Teresinha Pinto, coordinator of the Palestine Nucleus of the Workers’ Party of São Paulo (PT/SP), together with Simone Aparecida Preciozo Figliolino, coordinator of the Collective of Education Professionals for Palestine, delivered the SOS Free Palestine dossier to Mário Maurici de Lima Morais, PT/SP state deputy in the Legislative Assembly of São Paulo (Alesp), also in August 2025.
Claude Fahd Hajjar, adviser to the Presidency of the Federation of Arab-American Entities (Fearab América), handed over the SOS Free Palestine dossier to Sheikh Mohammed Mahdi Imani Pour, Deputy Minister of Culture and President of the Islamic Culture and Communication Organisation of Iran, to Sheikh Ali Reza Mirjalili, cultural attaché of the Iranian Embassy in Brazil, and to Sheikh Hossein Khaliloo, leader of the Imam Al Mahdi Islamic Centre for Dialogue in Brazil (CIADB).
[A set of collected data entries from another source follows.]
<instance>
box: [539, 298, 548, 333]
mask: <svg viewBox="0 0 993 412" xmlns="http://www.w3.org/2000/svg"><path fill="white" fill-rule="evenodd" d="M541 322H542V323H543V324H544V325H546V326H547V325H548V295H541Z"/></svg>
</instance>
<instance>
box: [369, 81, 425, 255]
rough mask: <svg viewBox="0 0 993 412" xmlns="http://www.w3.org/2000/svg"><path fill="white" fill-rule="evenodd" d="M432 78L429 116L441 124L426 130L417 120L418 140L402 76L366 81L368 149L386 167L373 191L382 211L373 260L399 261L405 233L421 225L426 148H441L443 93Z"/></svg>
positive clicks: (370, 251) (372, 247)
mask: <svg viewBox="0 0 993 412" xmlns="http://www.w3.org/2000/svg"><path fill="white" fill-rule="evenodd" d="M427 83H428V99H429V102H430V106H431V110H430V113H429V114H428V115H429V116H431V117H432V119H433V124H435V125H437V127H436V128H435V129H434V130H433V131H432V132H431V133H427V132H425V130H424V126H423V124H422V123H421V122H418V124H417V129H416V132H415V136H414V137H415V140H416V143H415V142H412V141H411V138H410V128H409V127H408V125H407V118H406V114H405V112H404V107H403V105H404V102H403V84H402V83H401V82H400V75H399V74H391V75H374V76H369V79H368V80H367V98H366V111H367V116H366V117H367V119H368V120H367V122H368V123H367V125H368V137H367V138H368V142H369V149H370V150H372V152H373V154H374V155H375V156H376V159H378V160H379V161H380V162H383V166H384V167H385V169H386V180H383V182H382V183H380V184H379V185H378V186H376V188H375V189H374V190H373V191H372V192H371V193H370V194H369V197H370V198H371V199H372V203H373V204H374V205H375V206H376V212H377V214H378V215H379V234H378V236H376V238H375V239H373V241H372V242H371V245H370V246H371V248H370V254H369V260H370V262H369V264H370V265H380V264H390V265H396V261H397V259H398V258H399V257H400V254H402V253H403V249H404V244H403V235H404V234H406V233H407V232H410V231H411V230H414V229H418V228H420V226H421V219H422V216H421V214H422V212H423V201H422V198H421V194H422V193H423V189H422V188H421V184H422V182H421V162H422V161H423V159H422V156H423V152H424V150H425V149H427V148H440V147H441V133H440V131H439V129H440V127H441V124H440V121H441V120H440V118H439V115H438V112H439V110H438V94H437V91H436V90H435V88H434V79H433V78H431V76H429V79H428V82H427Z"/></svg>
On the occasion, Professor Amyra El Khalili, representing the Women for Peace in Palestine Movement, presented Sheikh Mohammed Mahdi Imani Pour and Sheikh Ali Reza Mirjalili with a copy of the book Desert Flower – Poems and Reflections on Palestine, by Mustapha Elmadani, with editorial and artistic direction by Alexandre Rocha.
The gesture took place during the meeting Knowledge and Culture: Bridges for Peace between the Nations of Iran and Brazil, held on 6 September 2025 at the Laghetto Stilo Hotel in São Paulo.